Pour l'application de l'article 4, sont prises en considération les ressources de toute nature dont le demandeur a directement ou indirectement la jouissance ou la libre disposition. Il est tenu compte des éléments extérieurs du train de vie. Sont exclues de l'appréciation des ressources les prestations familiales ainsi que certaines prestations sociales à objet spécialisé selon des modalités prévues par décret en Conseil d'Etat.

Il est tenu compte de l'existence de biens, meubles ou immeubles, même non productifs de revenus à l'exclusion de ceux qui ne pourraient être vendus ou donnés en gage sans entraîner un trouble grave pour l'intéressé.

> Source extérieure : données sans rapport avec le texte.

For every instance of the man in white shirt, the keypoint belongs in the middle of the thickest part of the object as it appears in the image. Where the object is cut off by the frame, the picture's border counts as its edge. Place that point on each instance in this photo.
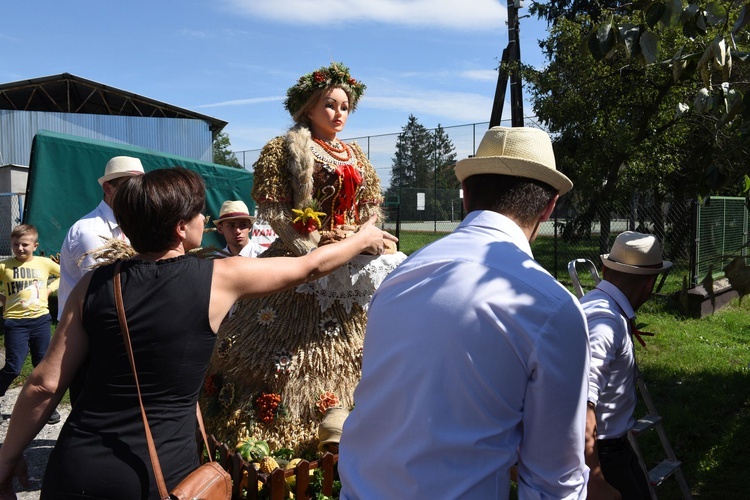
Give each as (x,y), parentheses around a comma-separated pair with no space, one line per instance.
(234,224)
(475,357)
(629,274)
(93,229)
(89,233)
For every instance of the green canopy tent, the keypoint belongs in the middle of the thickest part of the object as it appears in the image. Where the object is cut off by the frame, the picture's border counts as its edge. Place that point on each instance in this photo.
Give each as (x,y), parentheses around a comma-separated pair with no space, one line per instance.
(62,185)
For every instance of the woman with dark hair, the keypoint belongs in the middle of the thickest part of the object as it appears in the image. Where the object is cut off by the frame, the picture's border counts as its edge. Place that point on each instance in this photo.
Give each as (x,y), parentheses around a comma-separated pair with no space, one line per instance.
(283,361)
(174,304)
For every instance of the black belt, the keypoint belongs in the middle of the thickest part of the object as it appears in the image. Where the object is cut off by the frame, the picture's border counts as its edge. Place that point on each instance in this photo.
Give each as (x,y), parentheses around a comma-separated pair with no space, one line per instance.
(612,443)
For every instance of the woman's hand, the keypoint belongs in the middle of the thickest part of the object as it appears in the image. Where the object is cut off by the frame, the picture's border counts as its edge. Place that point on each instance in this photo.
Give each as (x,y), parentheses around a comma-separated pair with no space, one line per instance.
(7,473)
(375,239)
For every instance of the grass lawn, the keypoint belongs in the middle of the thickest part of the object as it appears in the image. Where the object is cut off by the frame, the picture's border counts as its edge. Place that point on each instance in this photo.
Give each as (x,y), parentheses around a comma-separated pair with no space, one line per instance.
(698,374)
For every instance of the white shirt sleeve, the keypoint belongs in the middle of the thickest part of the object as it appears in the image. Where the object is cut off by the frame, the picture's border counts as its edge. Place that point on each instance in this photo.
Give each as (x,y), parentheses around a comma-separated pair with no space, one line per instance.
(555,410)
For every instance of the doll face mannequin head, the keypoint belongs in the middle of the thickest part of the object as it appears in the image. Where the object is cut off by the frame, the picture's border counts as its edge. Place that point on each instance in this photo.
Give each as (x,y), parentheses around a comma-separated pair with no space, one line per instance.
(328,116)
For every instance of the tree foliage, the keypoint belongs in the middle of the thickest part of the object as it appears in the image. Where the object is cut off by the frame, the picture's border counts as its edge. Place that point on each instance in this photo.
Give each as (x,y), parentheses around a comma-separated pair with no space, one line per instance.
(412,163)
(688,61)
(423,163)
(223,155)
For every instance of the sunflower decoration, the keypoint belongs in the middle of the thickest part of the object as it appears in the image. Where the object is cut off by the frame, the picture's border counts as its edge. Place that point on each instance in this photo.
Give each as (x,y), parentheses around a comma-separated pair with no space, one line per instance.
(307,219)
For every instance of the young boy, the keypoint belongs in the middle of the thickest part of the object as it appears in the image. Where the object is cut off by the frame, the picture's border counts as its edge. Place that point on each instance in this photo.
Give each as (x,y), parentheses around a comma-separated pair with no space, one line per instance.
(23,295)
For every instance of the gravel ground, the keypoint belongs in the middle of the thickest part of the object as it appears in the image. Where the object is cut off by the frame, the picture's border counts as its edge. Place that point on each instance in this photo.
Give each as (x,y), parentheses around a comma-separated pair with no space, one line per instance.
(39,449)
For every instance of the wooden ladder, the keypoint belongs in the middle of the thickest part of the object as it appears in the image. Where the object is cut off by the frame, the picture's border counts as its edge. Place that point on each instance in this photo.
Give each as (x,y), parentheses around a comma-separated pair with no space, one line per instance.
(670,466)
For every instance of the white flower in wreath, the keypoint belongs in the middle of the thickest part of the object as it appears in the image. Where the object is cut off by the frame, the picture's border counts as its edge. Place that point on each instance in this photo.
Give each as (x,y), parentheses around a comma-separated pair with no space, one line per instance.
(283,363)
(266,316)
(330,326)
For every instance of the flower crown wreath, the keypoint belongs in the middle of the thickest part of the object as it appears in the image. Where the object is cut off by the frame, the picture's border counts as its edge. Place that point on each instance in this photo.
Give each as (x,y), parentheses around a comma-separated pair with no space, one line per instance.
(335,75)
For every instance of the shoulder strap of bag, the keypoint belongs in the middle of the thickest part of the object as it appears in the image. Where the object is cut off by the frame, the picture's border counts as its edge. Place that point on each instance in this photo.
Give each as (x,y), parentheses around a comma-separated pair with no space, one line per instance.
(160,483)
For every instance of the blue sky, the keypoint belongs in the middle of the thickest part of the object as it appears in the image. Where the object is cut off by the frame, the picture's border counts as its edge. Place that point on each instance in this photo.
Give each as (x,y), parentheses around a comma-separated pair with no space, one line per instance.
(234,59)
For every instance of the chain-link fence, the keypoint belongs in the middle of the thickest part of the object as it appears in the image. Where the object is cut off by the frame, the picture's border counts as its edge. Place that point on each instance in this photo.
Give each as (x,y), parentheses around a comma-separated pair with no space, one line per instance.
(695,238)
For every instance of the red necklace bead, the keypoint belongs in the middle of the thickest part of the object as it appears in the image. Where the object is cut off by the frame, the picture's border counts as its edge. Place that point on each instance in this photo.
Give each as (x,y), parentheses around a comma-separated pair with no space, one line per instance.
(334,152)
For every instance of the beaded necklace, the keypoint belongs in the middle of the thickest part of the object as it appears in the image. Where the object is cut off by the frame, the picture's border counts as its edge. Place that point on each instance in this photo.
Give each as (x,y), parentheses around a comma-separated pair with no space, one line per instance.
(342,154)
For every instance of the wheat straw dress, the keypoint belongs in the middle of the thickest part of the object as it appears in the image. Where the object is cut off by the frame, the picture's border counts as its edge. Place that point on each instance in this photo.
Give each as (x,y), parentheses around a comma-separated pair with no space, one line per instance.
(281,360)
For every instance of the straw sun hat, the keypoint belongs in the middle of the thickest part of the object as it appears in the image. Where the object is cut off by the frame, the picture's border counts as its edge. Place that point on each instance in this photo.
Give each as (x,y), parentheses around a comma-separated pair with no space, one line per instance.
(121,166)
(517,151)
(636,253)
(232,210)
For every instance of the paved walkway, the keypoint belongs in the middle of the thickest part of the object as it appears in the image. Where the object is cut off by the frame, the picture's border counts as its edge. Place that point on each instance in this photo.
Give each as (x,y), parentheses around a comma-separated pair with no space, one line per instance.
(39,449)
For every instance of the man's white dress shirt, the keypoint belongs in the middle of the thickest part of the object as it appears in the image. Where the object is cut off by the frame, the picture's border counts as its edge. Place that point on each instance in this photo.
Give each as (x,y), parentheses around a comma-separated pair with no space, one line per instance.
(475,359)
(612,371)
(88,233)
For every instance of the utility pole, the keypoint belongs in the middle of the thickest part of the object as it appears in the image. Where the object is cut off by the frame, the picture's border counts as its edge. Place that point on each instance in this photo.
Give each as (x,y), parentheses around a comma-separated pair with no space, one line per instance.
(511,57)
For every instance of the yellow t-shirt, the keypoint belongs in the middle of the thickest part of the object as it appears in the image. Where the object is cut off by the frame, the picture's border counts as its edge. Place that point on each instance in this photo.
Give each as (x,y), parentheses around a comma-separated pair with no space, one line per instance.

Il est encore tenu compte, dans l'appréciation des ressources, de celles du conjoint du demandeur à l'aide juridictionnelle, ainsi que de celles des personnes vivant habituellement à son foyer, sauf si la procédure oppose entre eux les conjoints ou les personnes vivant habituellement au même foyer. Il n'en est pas non plus tenu compte s'il existe entre eux, eu égard à l'objet du litige, une divergence d'intérêt rendant nécessaire une appréciation distincte des ressources ou si, lorsque la demande concerne l'assistance d'un mineur en application de l'ordonnance n° 45-174 du 2 février 1945 relative à l'enfance délinquante, se manifeste un défaut d'intérêt à l'égard du mineur des personnes vivant habituellement à son foyer.

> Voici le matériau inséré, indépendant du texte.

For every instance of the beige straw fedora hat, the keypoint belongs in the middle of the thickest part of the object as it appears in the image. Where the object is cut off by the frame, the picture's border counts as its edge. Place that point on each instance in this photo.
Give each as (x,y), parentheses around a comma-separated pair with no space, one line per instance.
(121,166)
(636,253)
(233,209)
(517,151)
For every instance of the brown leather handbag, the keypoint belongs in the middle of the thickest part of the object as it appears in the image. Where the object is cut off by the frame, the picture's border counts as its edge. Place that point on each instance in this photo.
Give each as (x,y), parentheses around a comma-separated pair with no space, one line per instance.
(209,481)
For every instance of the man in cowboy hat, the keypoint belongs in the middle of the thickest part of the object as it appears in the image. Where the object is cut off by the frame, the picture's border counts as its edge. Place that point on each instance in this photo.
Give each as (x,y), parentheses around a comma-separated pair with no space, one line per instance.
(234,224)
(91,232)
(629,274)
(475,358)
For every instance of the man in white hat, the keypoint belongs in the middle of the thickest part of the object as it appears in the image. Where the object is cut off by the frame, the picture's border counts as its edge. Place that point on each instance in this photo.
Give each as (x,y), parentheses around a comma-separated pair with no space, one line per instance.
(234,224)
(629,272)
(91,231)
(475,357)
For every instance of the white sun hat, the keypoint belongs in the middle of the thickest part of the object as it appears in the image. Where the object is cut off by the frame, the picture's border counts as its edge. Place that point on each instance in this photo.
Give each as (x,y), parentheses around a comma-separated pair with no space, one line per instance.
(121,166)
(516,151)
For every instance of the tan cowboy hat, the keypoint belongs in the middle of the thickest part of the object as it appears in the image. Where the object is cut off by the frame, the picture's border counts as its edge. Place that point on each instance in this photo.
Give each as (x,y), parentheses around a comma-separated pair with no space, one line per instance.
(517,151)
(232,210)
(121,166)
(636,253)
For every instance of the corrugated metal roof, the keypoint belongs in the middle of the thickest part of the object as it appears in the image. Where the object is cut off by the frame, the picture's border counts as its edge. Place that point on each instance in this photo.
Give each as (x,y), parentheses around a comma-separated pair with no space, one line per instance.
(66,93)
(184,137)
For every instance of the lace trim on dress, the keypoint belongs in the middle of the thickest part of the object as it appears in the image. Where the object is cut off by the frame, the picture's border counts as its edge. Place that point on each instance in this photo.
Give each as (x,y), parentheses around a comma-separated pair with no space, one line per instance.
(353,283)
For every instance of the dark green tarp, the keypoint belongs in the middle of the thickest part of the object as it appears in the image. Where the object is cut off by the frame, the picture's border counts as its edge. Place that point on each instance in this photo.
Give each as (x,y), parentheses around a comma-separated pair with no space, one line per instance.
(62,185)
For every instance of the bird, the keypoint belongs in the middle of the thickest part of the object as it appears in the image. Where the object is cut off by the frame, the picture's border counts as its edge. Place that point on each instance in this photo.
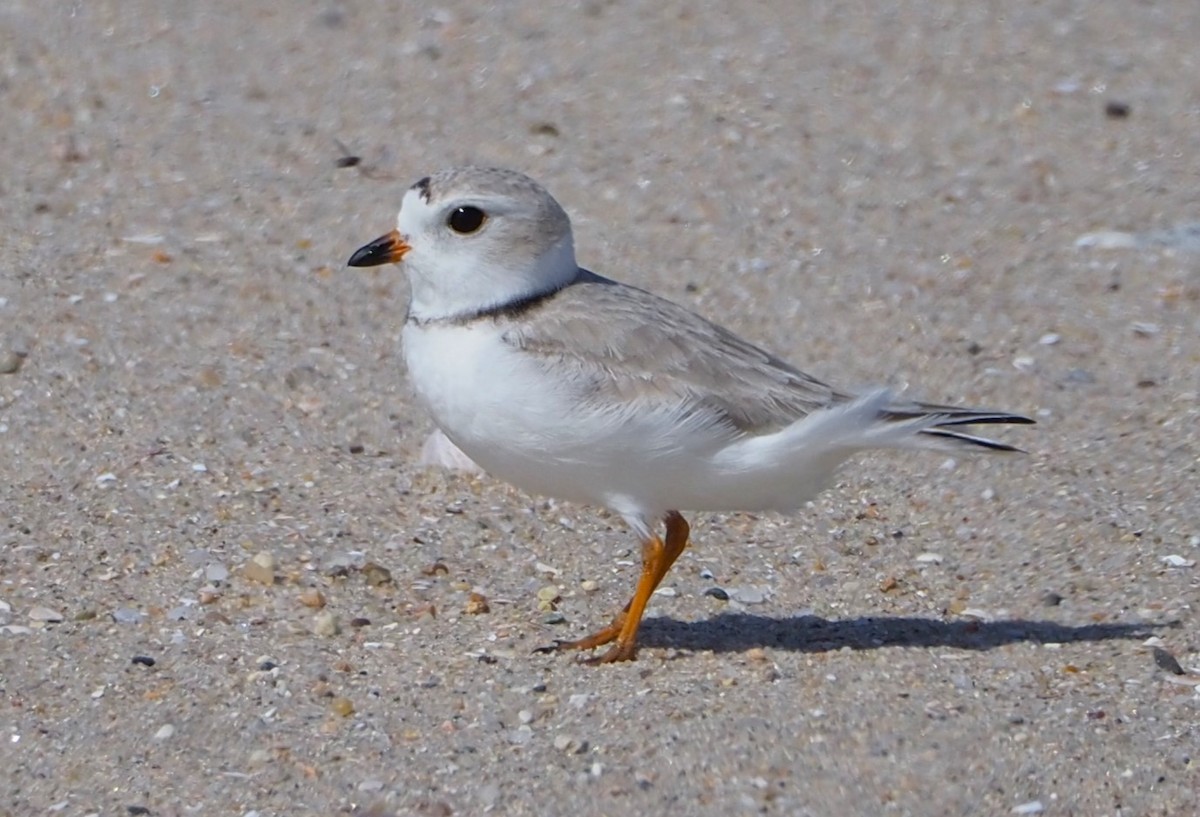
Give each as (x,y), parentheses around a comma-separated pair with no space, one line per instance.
(573,385)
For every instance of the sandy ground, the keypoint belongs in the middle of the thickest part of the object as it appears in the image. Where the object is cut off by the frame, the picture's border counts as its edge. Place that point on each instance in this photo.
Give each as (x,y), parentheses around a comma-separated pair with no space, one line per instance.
(227,587)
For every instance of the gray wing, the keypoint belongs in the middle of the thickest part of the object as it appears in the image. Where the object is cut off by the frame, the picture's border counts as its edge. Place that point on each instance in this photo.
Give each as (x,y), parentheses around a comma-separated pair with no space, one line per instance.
(619,343)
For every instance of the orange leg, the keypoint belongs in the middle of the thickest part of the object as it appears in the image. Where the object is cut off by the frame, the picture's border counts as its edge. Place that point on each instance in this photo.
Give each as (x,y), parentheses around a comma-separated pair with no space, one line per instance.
(658,556)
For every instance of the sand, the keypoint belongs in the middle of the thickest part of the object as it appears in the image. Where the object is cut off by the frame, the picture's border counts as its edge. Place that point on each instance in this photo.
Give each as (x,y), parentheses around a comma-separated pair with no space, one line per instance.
(227,586)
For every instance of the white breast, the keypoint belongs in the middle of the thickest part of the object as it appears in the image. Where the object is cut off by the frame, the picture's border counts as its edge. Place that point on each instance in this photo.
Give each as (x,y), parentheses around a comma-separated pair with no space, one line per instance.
(529,426)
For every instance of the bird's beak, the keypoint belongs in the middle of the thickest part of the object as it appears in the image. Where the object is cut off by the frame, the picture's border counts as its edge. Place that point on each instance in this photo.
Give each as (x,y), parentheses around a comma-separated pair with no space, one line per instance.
(385,250)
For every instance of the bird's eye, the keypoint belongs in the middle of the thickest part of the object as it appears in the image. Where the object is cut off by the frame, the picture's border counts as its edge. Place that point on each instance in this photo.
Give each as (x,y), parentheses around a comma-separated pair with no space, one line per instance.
(467,220)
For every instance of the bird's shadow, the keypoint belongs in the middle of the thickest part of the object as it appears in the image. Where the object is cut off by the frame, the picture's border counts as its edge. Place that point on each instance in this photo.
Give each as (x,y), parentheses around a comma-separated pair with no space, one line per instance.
(735,632)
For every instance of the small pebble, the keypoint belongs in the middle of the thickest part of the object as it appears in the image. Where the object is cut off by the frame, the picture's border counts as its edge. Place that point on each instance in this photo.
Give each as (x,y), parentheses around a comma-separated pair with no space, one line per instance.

Ces dispositions ne me semble pas incompatibles avec la La charte des droits fondamentaux de l'union, annexée au traité de Lisbonne (l'article 107 dont vous parlez est en réalité un article de cette charte).

Je suis de l'avis de Pierre Talabot. Le patrimoine ne devrait pas rentrer en ligne de compte, d'ailleurs il me semble qu'il existe une règle qui veut que "Même s'il dispose d'un capital, le créancier peut réclamer des aliments s'il ne tire de son capital des revenus suffisants, du moins s'il le gère utilement. Il ne peut être tenu de réaliser son capital". C'est ce que j'avais appris en première année de droit. La règle est applicable également en matière fiscale. Il ressort en effet d'un arrêt rendu le 23 juillet 1993 (dr. fiscal 93-145, comm. 2160) qu'une erreur manifeste d'appréciation avait été commise alors qu'un dégrèvement total n'avait pas été accordé à la personne qui n'avait pas les moyens nécessaires de payer l'impôt demandé : l'appréciation devant être effectuée en fonction des revenus et non du patrimoine

Je suis en revanche d'accord avec vous, Maître, sur le principe que c'est tout à fait illogique de demander les ressources de la personnes qui héberge le demandeur à l'AJ. Cette personne est déjà bien charitable d'héberger une personne qui sinon serait SDF, faut il encore lui faire supporter le poids financier d'un procès qui n'est pas le sien ?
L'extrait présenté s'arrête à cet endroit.